Now that you’ve realized just how vital blogging is to your marketing plan, the next step is choosing the blogging platform that is right for you.  There are so many viable options out there these days that choosing one may seem too complicated or too time consuming.  I’m going to lay out the major players below with a short summary to help you out.

  • WordPress.  With WordPress you get two options. 1) The first service is called a “freemium” hosted service.  This means that you can have a domain name for free as long as wordpress.com is included (for example deancantave.wordpress.com).  However you can still pay to use your own domain. This service also offers limited customization. 2) The second service is an entirely free .org version which allows for you to host WordPress on your own servers with much more control. Basically, WordPress is the daddy of blogging.  This platform powers almost 19 percent of the Web and has been downloaded more than 45 million times.  The vast array of customization options can be dizzying so make sure that whoever is setting up your site and will be using it is educated in such matters.

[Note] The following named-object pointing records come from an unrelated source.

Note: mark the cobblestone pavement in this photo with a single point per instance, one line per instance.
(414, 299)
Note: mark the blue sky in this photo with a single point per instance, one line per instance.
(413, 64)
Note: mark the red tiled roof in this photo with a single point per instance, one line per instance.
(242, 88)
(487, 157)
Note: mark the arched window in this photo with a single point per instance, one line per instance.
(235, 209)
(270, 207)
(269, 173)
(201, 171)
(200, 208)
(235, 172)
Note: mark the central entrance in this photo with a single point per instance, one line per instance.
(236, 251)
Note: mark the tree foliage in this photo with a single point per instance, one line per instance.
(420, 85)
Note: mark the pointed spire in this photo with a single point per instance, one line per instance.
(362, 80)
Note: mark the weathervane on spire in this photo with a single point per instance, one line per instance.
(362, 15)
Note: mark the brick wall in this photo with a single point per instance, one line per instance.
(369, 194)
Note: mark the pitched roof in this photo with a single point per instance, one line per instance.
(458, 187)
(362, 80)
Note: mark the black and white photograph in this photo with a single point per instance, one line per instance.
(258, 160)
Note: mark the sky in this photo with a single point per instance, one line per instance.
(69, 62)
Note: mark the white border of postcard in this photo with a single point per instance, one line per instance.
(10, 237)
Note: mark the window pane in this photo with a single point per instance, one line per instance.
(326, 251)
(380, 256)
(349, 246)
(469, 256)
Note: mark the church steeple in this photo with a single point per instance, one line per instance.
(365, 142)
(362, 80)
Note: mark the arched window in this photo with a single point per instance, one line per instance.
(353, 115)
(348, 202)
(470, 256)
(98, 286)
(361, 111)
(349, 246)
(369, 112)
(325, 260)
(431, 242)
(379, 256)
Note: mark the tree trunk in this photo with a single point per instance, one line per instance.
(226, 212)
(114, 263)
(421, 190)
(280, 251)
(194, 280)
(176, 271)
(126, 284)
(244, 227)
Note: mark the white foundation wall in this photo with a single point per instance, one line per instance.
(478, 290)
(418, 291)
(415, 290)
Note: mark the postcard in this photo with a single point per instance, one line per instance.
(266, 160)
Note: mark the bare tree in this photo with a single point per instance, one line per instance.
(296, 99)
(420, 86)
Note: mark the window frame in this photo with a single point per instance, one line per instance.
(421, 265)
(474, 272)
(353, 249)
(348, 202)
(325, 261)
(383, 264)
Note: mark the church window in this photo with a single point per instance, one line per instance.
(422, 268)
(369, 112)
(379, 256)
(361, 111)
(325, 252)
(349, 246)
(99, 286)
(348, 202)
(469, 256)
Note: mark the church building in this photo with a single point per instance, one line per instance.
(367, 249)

  • Blogger.  Blogger is a free platform owned by Google.  Blogger is popular because it’s incredibly easy to use. Blogger supports drag-and-drop template editing, dynamic updating, geo-tagging for location-based blogging, and easy publication from editing tools like Google Docs, Microsoft Word, and Windows Live Writer. Blogger supports up to 100 users, so if you grow your blog beyond single editorship you can expand without any hassle.
  • Tumblr.  Tumblr was the first platform to combine blogging and social media.  Tumblr has a strong base of users mainly because with Tumblr it’s easy to reblog what other people have blogged.  The majority of users tend to be on the younger side and they use the site to curate things they like rather than producing their own content. Known as short-form or micro blogging, the style of blogging on a Tumblr blog is focused on short and frequent posts that are normally longer (or more focused on media like images or video) than Twitter updates but not as involved and formal as a regular blog post. It’s a style that appeals to a lot of people and the ease of setup coupled with the informality of Tumblr is a winning combination for people who aren’t looking to commit to a blog as an involved and time-consuming project.
  • Squarespace.  Squarespace is a blogging platform designed with businesses in mind.  Not only does it host blogging but it also hosts websites and e-commerce.  Squarespace is a paid service that encompasses all elements of your blog or website including cloud-based hosting and maintenance.

These are the main players out there in the playground of the Web.  There are several smaller and newer services that haven’t quite caught up to these but if you’re just starting out blogging for your business, it’s better to stick with something tried and true.  Now you have an idea of what each platform is for and what it does, so you can pick the one you like best and research it more.  Then you’ll be ready to blog away!